Our group includes both war veterans and conscientious objectors, and descendants thereof. We talked and thought about war a lot, and how best to forestall outward, in favor of inward, struggles.  What good news might we share? These are perennial Quaker queries.

I yakked about my "Truckistan Project" a form of science fiction I'm nurturing to move in the direction of reality. Some call this process "investment banking" I pointed out.  Truckers of the world exchange routes, for academic credit (the program is about more than hauling loads).
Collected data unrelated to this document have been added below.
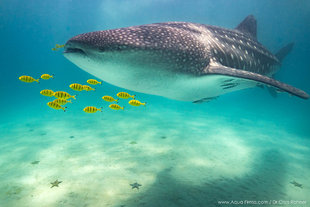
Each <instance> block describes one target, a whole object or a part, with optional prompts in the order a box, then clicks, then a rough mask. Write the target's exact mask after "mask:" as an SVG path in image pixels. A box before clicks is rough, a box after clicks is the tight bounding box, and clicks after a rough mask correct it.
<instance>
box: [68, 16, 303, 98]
mask: <svg viewBox="0 0 310 207" xmlns="http://www.w3.org/2000/svg"><path fill="white" fill-rule="evenodd" d="M254 23H255V20H254V19H253V17H251V16H250V17H248V18H246V19H245V20H244V21H243V22H242V23H240V24H239V26H238V27H237V28H236V29H235V30H228V29H224V28H220V27H214V26H207V25H202V24H194V23H187V22H166V23H156V24H149V25H141V26H133V27H127V28H120V29H113V30H105V31H97V32H90V33H85V34H80V35H77V36H75V37H73V38H71V39H70V40H69V41H68V42H67V43H66V44H65V51H64V55H65V57H66V58H67V59H69V60H70V61H71V62H73V63H74V64H76V65H77V66H78V67H80V68H82V69H83V70H85V71H87V72H88V73H90V74H92V75H94V76H96V77H97V78H100V79H101V80H103V81H105V82H108V83H110V84H112V85H115V86H119V87H122V88H125V89H129V90H133V91H137V92H142V93H148V94H154V95H160V96H164V97H168V98H171V99H176V100H182V101H193V102H199V101H200V100H210V99H213V98H214V97H217V96H219V95H221V94H224V93H228V92H232V91H235V90H241V89H245V88H250V87H255V86H257V85H261V84H265V85H268V86H270V87H274V88H277V89H278V90H279V91H286V92H288V93H291V94H293V95H296V96H299V97H302V98H308V97H309V96H308V95H307V94H306V93H305V92H303V91H301V90H299V89H296V88H294V87H291V86H289V85H287V84H284V83H281V82H279V81H276V80H274V79H272V78H270V75H272V74H273V73H274V72H275V71H276V70H275V66H277V65H279V60H280V59H281V58H280V57H281V56H283V54H287V53H288V52H289V51H290V48H291V46H290V47H288V48H289V49H285V50H282V51H280V53H279V54H278V53H277V54H276V56H274V55H273V54H272V53H270V52H269V51H268V50H267V49H265V48H264V47H263V46H262V45H261V44H260V43H259V42H257V40H256V24H254ZM253 27H255V28H253Z"/></svg>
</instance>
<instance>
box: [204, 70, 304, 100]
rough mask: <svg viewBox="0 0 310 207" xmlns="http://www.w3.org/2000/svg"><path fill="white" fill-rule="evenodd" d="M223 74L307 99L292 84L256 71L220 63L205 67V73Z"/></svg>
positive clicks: (209, 73)
mask: <svg viewBox="0 0 310 207" xmlns="http://www.w3.org/2000/svg"><path fill="white" fill-rule="evenodd" d="M212 74H214V75H225V76H230V77H235V78H240V79H242V80H245V81H246V82H247V81H254V82H257V83H259V84H265V85H267V86H272V87H274V88H276V90H277V91H285V92H287V93H289V94H292V95H294V96H298V97H300V98H303V99H308V98H309V95H308V94H307V93H306V92H304V91H302V90H300V89H298V88H295V87H293V86H290V85H288V84H285V83H282V82H280V81H277V80H275V79H272V78H270V77H267V76H264V75H261V74H258V73H253V72H249V71H246V70H240V69H235V68H229V67H225V66H223V65H220V64H210V65H209V66H208V67H207V68H206V69H205V75H212Z"/></svg>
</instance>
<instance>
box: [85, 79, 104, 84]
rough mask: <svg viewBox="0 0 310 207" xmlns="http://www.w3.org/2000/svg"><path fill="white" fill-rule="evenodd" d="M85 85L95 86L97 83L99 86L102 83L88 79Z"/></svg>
mask: <svg viewBox="0 0 310 207" xmlns="http://www.w3.org/2000/svg"><path fill="white" fill-rule="evenodd" d="M87 83H89V84H92V85H97V84H98V83H99V84H101V83H102V82H99V81H97V80H95V79H89V80H87Z"/></svg>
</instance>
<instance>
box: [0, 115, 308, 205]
mask: <svg viewBox="0 0 310 207" xmlns="http://www.w3.org/2000/svg"><path fill="white" fill-rule="evenodd" d="M112 113H113V114H112ZM0 130H1V132H0V135H1V137H0V169H1V170H0V206H1V207H10V206H12V207H19V206H20V207H28V206H29V207H37V206H38V207H54V206H57V207H60V206H77V207H79V206H81V207H86V206H92V207H93V206H94V207H97V206H111V207H112V206H113V207H136V206H150V207H153V206H154V207H155V206H156V207H170V206H172V207H180V206H186V207H187V206H189V207H192V206H195V207H196V206H242V205H241V204H242V203H240V202H242V201H243V202H244V201H245V200H247V201H269V202H270V201H272V202H275V201H283V203H280V204H281V205H280V204H279V203H278V204H277V206H282V205H283V206H288V205H287V204H285V203H284V201H285V202H286V201H291V200H298V201H306V203H307V204H306V205H300V206H309V205H310V201H309V200H307V196H306V195H310V190H309V186H310V181H309V175H310V165H309V164H310V156H309V155H310V140H309V138H308V137H301V136H297V135H294V134H291V133H289V132H286V131H284V130H279V128H278V127H277V126H276V125H274V124H271V123H268V122H264V121H254V120H250V119H244V120H241V121H240V122H238V123H233V122H231V120H227V119H225V118H222V117H216V116H214V117H212V116H211V117H210V115H201V114H200V113H195V112H191V113H190V114H189V113H181V112H176V111H173V110H166V111H164V109H157V110H153V111H152V112H148V113H145V111H143V110H142V111H138V110H136V111H131V112H128V113H127V114H126V116H124V114H123V112H117V113H114V111H113V112H108V113H98V114H92V115H89V114H83V115H81V116H73V115H72V116H71V115H67V116H66V117H65V118H60V117H56V116H52V118H50V117H49V118H47V117H46V116H40V117H38V116H37V117H33V118H31V119H26V120H23V119H21V120H18V121H17V120H16V121H8V122H5V123H3V124H1V129H0ZM34 161H39V163H37V164H32V162H34ZM57 179H58V180H59V181H62V183H60V184H59V187H53V188H51V184H50V183H51V182H53V181H55V180H57ZM293 181H296V182H298V183H300V184H302V188H301V187H298V186H295V185H293V184H292V183H291V182H293ZM135 182H137V183H139V184H141V185H142V186H141V187H140V189H132V188H131V186H130V184H132V183H135ZM221 201H228V202H232V201H234V202H239V205H237V204H233V203H230V204H221V203H219V202H221ZM243 206H251V205H245V204H243ZM256 206H257V205H256ZM261 206H274V205H272V204H270V203H269V204H264V205H261ZM291 206H294V205H291Z"/></svg>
Wes went to seminary school in Boston, was a Quaker pastor, lived in Hawaii for many years. He seems the quintessential indigenous Oregonian to me. He knew the mussels were plentiful thanks to the starfish die off, but maybe the latter were coming back?  As it is, we enjoyed the mussels he'd hand picked, his allotted portion.
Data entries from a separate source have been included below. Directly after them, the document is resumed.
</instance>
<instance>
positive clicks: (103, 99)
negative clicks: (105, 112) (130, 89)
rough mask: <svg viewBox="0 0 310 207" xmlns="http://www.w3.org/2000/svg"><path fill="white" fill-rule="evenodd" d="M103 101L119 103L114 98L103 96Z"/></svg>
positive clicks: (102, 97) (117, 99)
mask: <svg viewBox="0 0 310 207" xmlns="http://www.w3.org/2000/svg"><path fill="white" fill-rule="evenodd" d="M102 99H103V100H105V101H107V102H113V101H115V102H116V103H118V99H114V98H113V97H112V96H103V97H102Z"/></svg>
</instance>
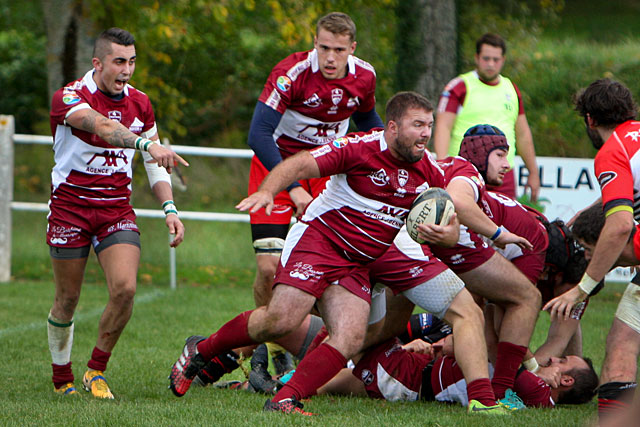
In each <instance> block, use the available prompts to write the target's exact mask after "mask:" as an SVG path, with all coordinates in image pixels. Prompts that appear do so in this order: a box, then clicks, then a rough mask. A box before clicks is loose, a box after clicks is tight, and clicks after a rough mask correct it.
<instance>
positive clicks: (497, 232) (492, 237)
mask: <svg viewBox="0 0 640 427" xmlns="http://www.w3.org/2000/svg"><path fill="white" fill-rule="evenodd" d="M500 233H502V228H500V227H498V229H497V230H496V232H495V233H493V236H491V237H489V238H490V239H491V240H496V239H497V238H498V236H499V235H500Z"/></svg>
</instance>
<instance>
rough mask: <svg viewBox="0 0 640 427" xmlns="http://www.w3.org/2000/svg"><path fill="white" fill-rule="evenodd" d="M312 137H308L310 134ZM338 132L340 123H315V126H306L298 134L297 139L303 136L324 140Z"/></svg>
mask: <svg viewBox="0 0 640 427" xmlns="http://www.w3.org/2000/svg"><path fill="white" fill-rule="evenodd" d="M310 130H311V132H314V134H313V135H309V134H310V133H311V132H310ZM339 130H340V123H316V124H315V125H306V126H305V127H303V128H302V129H301V130H300V131H299V132H298V138H300V137H301V136H303V135H307V136H314V137H318V138H326V137H328V136H334V135H336V134H337V133H338V131H339Z"/></svg>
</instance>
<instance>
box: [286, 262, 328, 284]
mask: <svg viewBox="0 0 640 427" xmlns="http://www.w3.org/2000/svg"><path fill="white" fill-rule="evenodd" d="M293 267H294V268H293V270H291V271H290V272H289V276H291V277H293V278H294V279H300V280H309V279H312V280H319V279H320V278H321V277H322V276H323V275H324V273H323V272H322V271H316V270H314V269H313V266H312V265H311V264H303V263H302V262H296V263H295V264H294V266H293Z"/></svg>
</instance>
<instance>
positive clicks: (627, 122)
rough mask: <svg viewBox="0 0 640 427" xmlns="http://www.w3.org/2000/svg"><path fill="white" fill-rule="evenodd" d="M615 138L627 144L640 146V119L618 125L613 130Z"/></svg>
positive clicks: (613, 136) (630, 120) (612, 136)
mask: <svg viewBox="0 0 640 427" xmlns="http://www.w3.org/2000/svg"><path fill="white" fill-rule="evenodd" d="M612 138H613V139H617V140H619V141H620V142H622V143H623V144H625V145H631V146H635V147H639V148H640V144H638V143H639V142H640V121H637V120H629V121H626V122H624V123H622V124H620V125H618V126H617V127H616V128H615V130H614V131H613V135H612Z"/></svg>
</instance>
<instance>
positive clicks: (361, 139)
mask: <svg viewBox="0 0 640 427" xmlns="http://www.w3.org/2000/svg"><path fill="white" fill-rule="evenodd" d="M310 153H311V155H312V156H313V157H314V158H315V160H316V162H317V164H318V167H319V169H320V174H321V175H322V176H329V175H335V176H332V177H331V179H330V180H329V182H328V183H327V187H326V189H325V190H324V191H323V192H322V193H320V195H319V196H318V197H317V198H315V199H314V200H313V201H312V202H311V203H310V204H309V205H308V207H307V209H306V211H305V213H304V216H303V217H302V221H303V222H306V223H310V224H311V225H312V226H314V227H318V228H319V229H320V230H322V231H323V232H324V233H325V235H326V236H327V238H328V239H329V240H331V241H332V242H333V243H334V244H335V245H337V246H338V247H340V248H342V249H343V251H344V253H345V255H346V256H347V257H349V259H351V260H352V261H358V262H365V263H366V262H370V261H373V260H374V259H376V258H378V257H380V256H381V255H382V254H383V253H384V252H386V251H387V249H388V248H389V247H390V246H391V243H392V242H393V239H394V237H395V236H396V234H397V233H398V231H399V230H400V228H401V227H402V225H403V224H404V219H405V217H406V216H407V214H408V213H409V209H411V205H412V203H413V201H414V199H415V198H416V197H417V195H418V194H420V193H421V192H422V191H424V190H426V189H427V188H429V187H442V186H444V172H443V171H442V169H441V168H440V167H439V166H438V164H437V163H436V161H435V160H434V159H433V158H432V157H431V155H430V154H429V153H428V152H426V153H425V156H424V157H423V158H422V160H420V161H418V162H415V163H409V162H405V161H401V160H398V159H396V158H395V157H393V155H392V154H391V152H390V151H389V149H388V147H387V142H386V141H385V139H384V131H381V130H373V131H370V132H357V133H352V134H349V135H347V136H345V137H342V138H338V139H336V140H334V141H333V142H332V143H330V144H327V145H324V146H322V147H320V148H316V149H314V150H311V151H310Z"/></svg>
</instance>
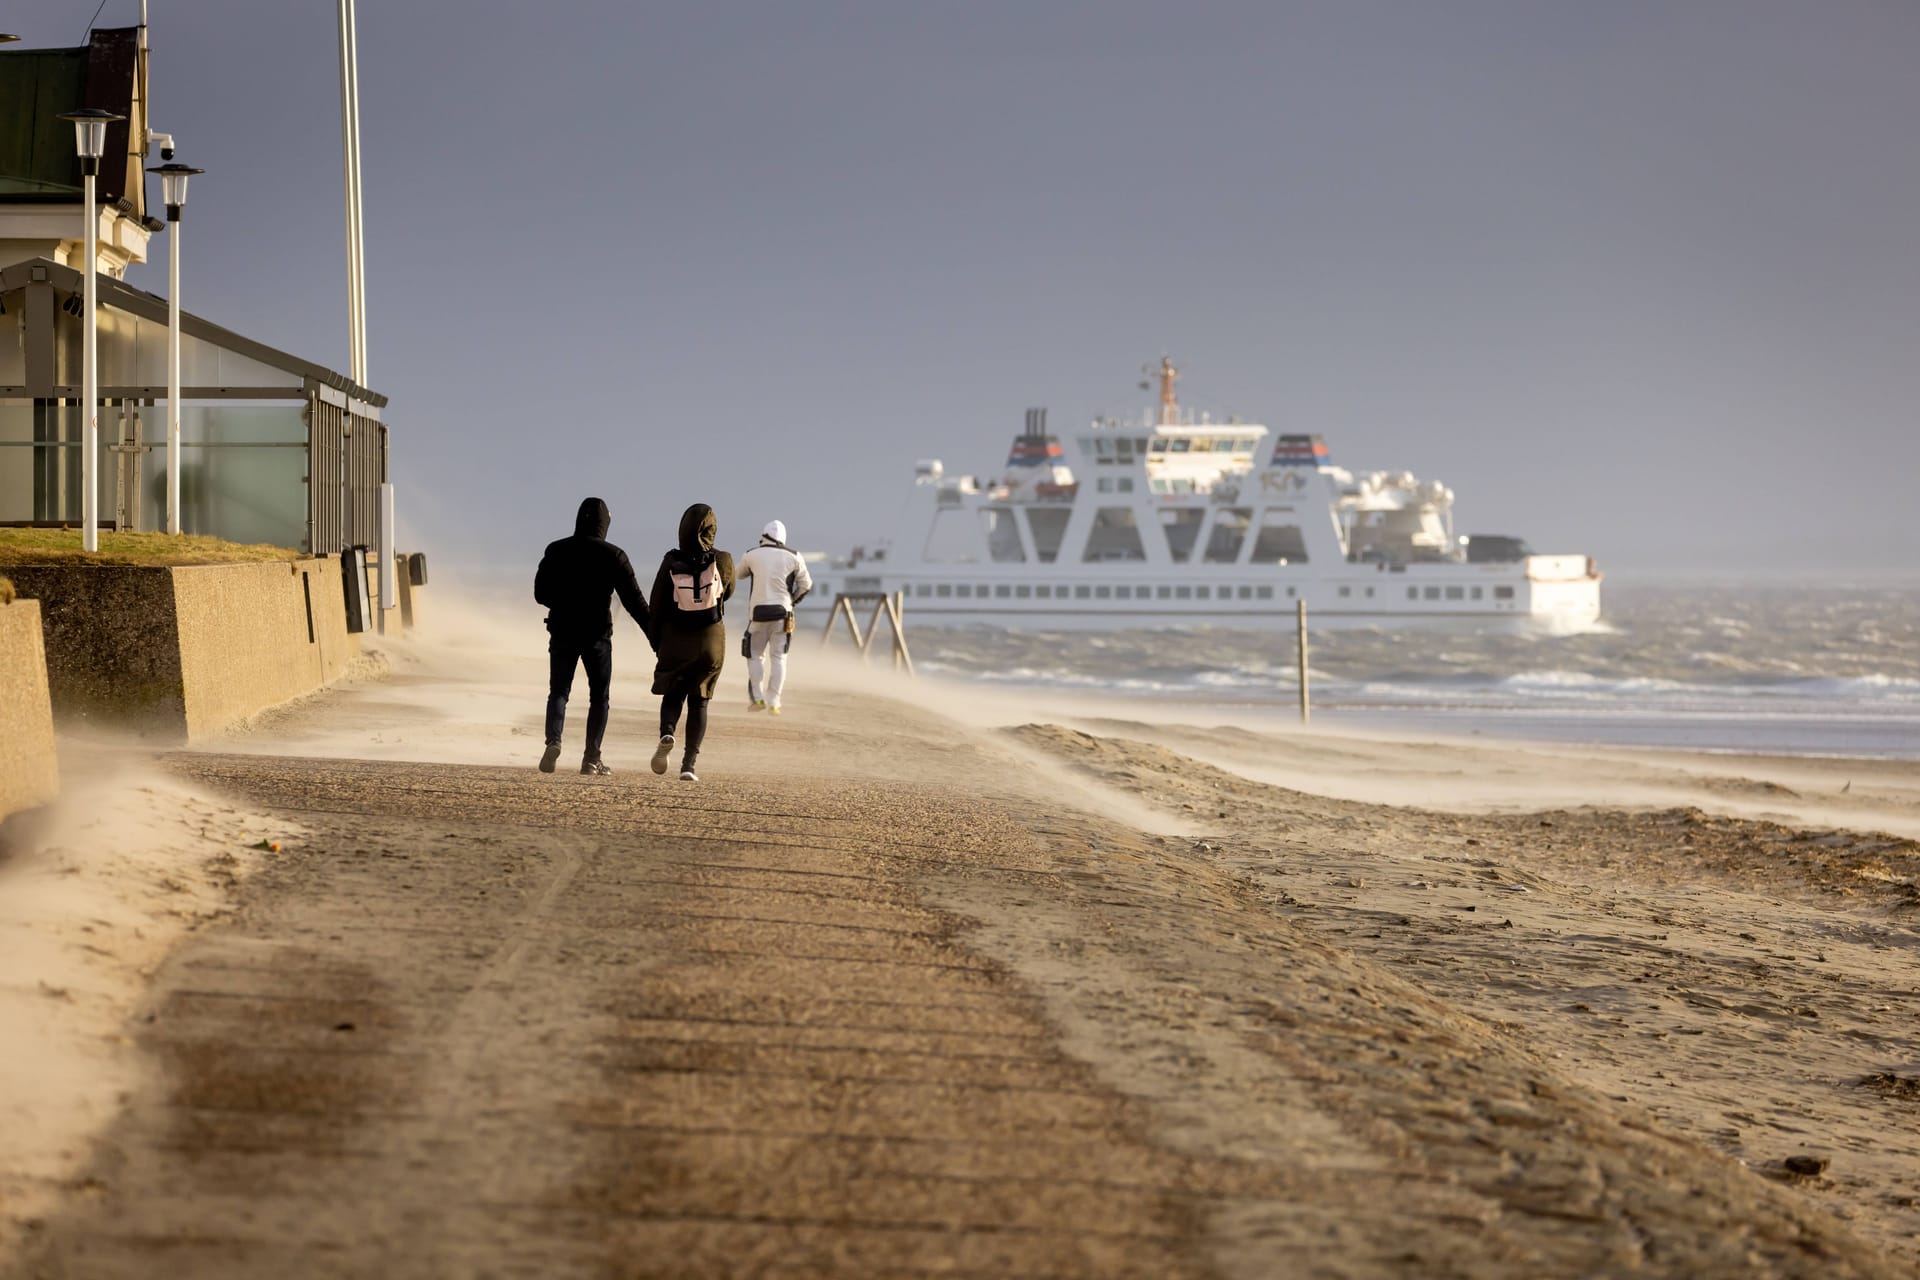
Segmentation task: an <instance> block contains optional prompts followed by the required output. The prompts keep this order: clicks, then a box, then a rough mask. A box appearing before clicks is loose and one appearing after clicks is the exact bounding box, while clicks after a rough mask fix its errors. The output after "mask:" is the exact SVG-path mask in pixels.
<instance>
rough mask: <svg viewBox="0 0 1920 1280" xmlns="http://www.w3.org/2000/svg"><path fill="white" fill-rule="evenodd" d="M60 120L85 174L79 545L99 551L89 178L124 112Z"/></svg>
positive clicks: (91, 229)
mask: <svg viewBox="0 0 1920 1280" xmlns="http://www.w3.org/2000/svg"><path fill="white" fill-rule="evenodd" d="M60 119H63V121H73V148H75V150H77V152H79V154H81V173H83V175H84V177H86V182H84V196H83V200H84V207H83V209H81V213H83V217H84V219H86V259H84V261H83V263H81V278H83V280H84V282H86V326H84V328H86V345H84V347H81V351H83V357H81V409H83V413H84V415H86V418H84V430H83V432H81V441H83V443H81V487H83V491H81V549H83V551H100V478H98V476H96V474H94V472H96V457H94V455H96V453H100V315H98V313H96V307H98V301H100V290H98V286H96V282H94V276H96V274H98V271H96V261H94V259H96V257H98V253H100V207H98V205H96V203H94V178H96V177H100V154H102V152H106V150H108V125H111V123H113V121H123V119H127V117H125V115H115V113H113V111H102V109H100V107H84V109H81V111H67V113H65V115H61V117H60Z"/></svg>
His folks were of the Gurneyite persuasion, whereas many of us North Pacific Yearly Meeting types would brand ourselves refugees from that branch. The Bean family escaped Iowa Yearly Meeting to found College Park Association in California.  Our Willamette Quakers grew from Beanite roots in many ways.

Another topic of discussion were some of the controversies engaging the attention of other branches of Friends. Northwest Yearly Meeting is different from ours. That doesn't mean we don't track or care about their internal debates.

I'm not the expert though.  In gatherings such as this I'm more taking mental notes as the observing ethnographer.  Many elders have a stronger grasp of specific narratives. I chime in with jigsaw puzzle pieces, hoping to find out where they go.

I had the little yurt to myself. Having soaked my socks through, I decided to dry them on the wood stove, a stupid mistake, as they charred and set off the smoke alarm. I confessed to camp management that some "sock juice" remained on the burner. Hal assured me he could burn it off.

Hal really enjoyed getting my multi-national life story this time and by the end was telling Tonia we were a CIA family. I appreciate where he was coming from on that, however as good Quakers, we never aspired to proselytize for the USG in that way.  Dad was freelance, a planner, mom an activist. My parents did get to meet the Applewhites that time.

I don't think I left anything behind this year.

Once back in Portland, I was eager to lookup Glenn and have a beer, our WQM Men's Group being alcohol free by tradition. He'd scored more Good Will finds (where he scours for books).

A proto-Phoenician civilization connected South America to Crete.  You had to know the wind currents.  Many did (relatively few, but enough to crew whatever ships).

I could picture Bucky Fuller reading this stuff in the 1960s, when it first came out, and weaving it into Critical Path, his unique mytho-poetic (encrypted?) version of world history (in some sections).

Bucky was as much an exile as Castaneda in some ways, a pariah, somewhat given a bad name by psychedelic culture. I write more about that elsewhere.